Closed MasterScrat closed 5 years ago
Hi @MasterScrat!
Actor-critic is a generic term, like an adjective, that describes a wide range of RL algorithms. An actor-critic algorithm has both
an actor (a policy with some learnable parameters, where at least some of those parameters only belong to the actor)
and a critic: a value function approximator with learnable parameters, where at least some of those parameters only belong to the critic).
The critic in an actor-critic algorithm can be any kind of value function: either an on-policy value function (V^pi (s)
), an optimal value function (V* (s)
), an on-policy action-value function (Q^pi (s,a)
), or an optimal action-value function (Q^* (s,a)
). It doesn't just refer to Q-functions.
A2C/A3C learns an on-policy value function that only takes state as an argument (V^pi (s)
), not a Q-function. As such, they should not be connected to the Q-learning branch.

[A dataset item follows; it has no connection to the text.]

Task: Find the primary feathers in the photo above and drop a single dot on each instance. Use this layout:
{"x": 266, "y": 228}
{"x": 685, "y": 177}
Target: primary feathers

Critics that approximate value functions (as opposed to action-value functions, AKA Q-functions) show up in every modern policy optimization algorithm (eg VPG, TRPO, PPO, A2C/A3C, and others). As a result, while "actor-critic" was historically a useful term for distinguishing between some different kinds of algorithms (eg distinguishing policy optimization algorithms that used Monte Carlo return estimates, which were actor-only methods, from policy optimization algorithms that used critic-based advantage estimation, which were actor-critic methods), it is no longer a specific-enough characteristic to carry useful info.
Hopefully this is helpful!
On this page: https://spinningup.openai.com/en/latest/spinningup/rl_intro2.html
More specifically in this diagram: https://spinningup.openai.com/en/latest/_images/rl_algorithms_9_15.svg
I am surprised that the "A2C/A3C" box doesn't make use of Q-learning. They are, by their names, Actor-Critic methods. The critic uses Q-learning to learn the value of the states. As such, shouldn't they be connected to the "Q-learning" branch?